Olga Poryadina Ольга Порядина

Personal information
- Full name: Olga Sergeevna Poryadina
- Date of birth: 10 December 1980 (age 45)
- Place of birth: Voronezh, Russian SFSR, Soviet Union
- Height: 1.70 m (5 ft 7 in)
- Position: Defender

Senior career*
- Years: Team / Apps / (Gls)
- 1995–1998: Energiya Voronezh
- 1999–2001: Kubanochka
- 2002–2005: Lada Togliatti
- 2006–2010: WFC Rossiyanka /  / (10)
- 2011: Mordovochka /  / (2)

International career
- 2003–2011: Russia / 16 / (1)

Managerial career
- 2020–: зенит

= Olga Poryadina =

Russian footballer and coach

Olga Sergeevna Poryadina (Ольга Сергеевна Порядина; born 10 December 1980) is a Russian football coach and former defender. She has been head coach of ZFK Zenit Saint Petersburg in the Russian Women's Football Championship since June 2020.

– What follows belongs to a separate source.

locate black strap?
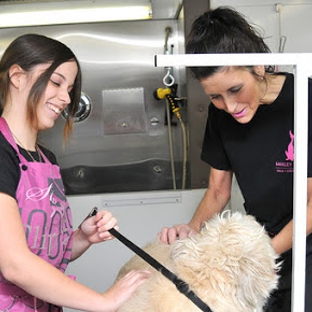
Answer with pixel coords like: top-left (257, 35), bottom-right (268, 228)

During her playing career, Poryadina played for Energiya Voronezh, Kubanochka Krasnodar, Lada Togliatti, Rossiyanka Krasnoarmeysk, and Mordovochka Saransk, winning five championships with Energiya, Lada and Rossiyanka.

She was a member of the Russian national team, and took part in the 2009 European Championship.

==Coaching career==
In 2020 she became the first head coach of the newly formed women's team of FC Zenit Saint Petersburg.